パナソニックが3月27日に発表した2014年度事業方針で、2018年度に売上高10兆円を目指す計画が示され、業界から関心を集めた。電機大手では、日立製作所が2015年度に10兆円の売上高を目指す中期経営計画をすでに打ち出しており、10兆円の大台を目標に掲げているのは日立に次いで2社目となる。過去の中期経営計画でも、10兆円という目標を打ち出していた経緯があるパナソニックだが、これまでにその大台を一度も達成したことがない。
1年の構造改革を通じて、売上が伸びれば利益が伸びる体制へと転換してきた
その理由をパナソニックの津賀一宏社長は、「過去に挑戦した売上高10兆円の目標が達成できなかったのは、売れば利益が落ちるという事業が含まれていたこと、また、伸びる事業と縮む事業が混在していたことがあげられる。
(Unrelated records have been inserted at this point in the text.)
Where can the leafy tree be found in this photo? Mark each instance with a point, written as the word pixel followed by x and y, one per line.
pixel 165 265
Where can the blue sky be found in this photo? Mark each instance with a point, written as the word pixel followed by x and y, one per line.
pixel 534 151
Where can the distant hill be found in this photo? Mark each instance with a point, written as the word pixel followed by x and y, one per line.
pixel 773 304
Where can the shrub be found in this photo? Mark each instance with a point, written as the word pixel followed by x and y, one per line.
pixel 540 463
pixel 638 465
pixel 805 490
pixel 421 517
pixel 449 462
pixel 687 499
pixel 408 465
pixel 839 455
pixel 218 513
この1年の構造改革を通じて、売上が伸びれば利益が伸びる体制へと転換してきたこと、何をやったら赤字になるのかということが理解できている点が異なる」と語る。
パナソニックは、2015年度を最終年度とする中期経営計画「CV2015」においては、売上高計画を公表せず、利益目標だけを掲げる利益重視の姿勢を強調していたが、今回の事業方針説明では2015年度の売上高目標値は明らかにはしなかったものの、中期的な視点からは、10兆円という目標を明確に示してみせたわけだ。
また、10兆円の道筋に向けて、いくつかの道標を示した点も特筆できる。これまで、2018年度の目標として、家電事業2兆円、住宅事業2兆円、車載関連事業2兆円というように、3つの柱となる事業については売上高目標を示していたが、これに加えて、「住宅・車載以外のBtoB」としてきた領域において、車載以外のデバイスとして1兆5,000億円、BtoBソリューションとして2兆5,000億円の売上高を目指すことを明らかにした。これにより、10兆円の画が明確に描かれることになった。
さらに、この5つの事業領域を「日本」、中南米を含む「欧米」、そして新興国による「海外戦略地域」の3つの地域軸とを掛け合わせた15個のマトリクスを設定。それぞれの分野のどこにフォーカスし、優先的に投資を進めていくのかという点を明確化した。
「これまでは『事業軸』を中心に進めてきた経営を、顧客により近い、『地域軸』からの逆算を加えた経営へと進化させる必要がある。このマトリクスの上で、どこに注力していくのかを明確にし、その領域において、戦う相手はどこかということを明確にする」と津賀社長は語る。
日本においては、住宅、車載、BtoBソリューションの3つの事業、欧米においては、車載とBtoBソリューションの2つの事業、海外戦略地域では家電、住宅、BtoBソリューションの3つの事業が、「2018年度の売り上げ目標と、現在の売り上げとのギャップが大きい領域」と位置づけ、「これらの領域では大きな挑戦が必要であり、ヒト、モノ、カネのリソースを大胆にシフトしていく」と語った。
なかでも、「特に成長余力が大きい海外戦略地域では、『脱・日本依存』をキーワードに、戦略地域事業推進本部を新設。この戦略地域事業推進本部長に、インド・デリーに駐在することになる山田喜彦副社長が就任し、全権を委任する。パナソニックにおいて、代表取締役が海外に駐在するのは初めてのこと。海外戦略地域の成長を取り込むことができなければ、パナソニックの成長はないという強い思いのもと、この地域での成長を実現したい」と語る。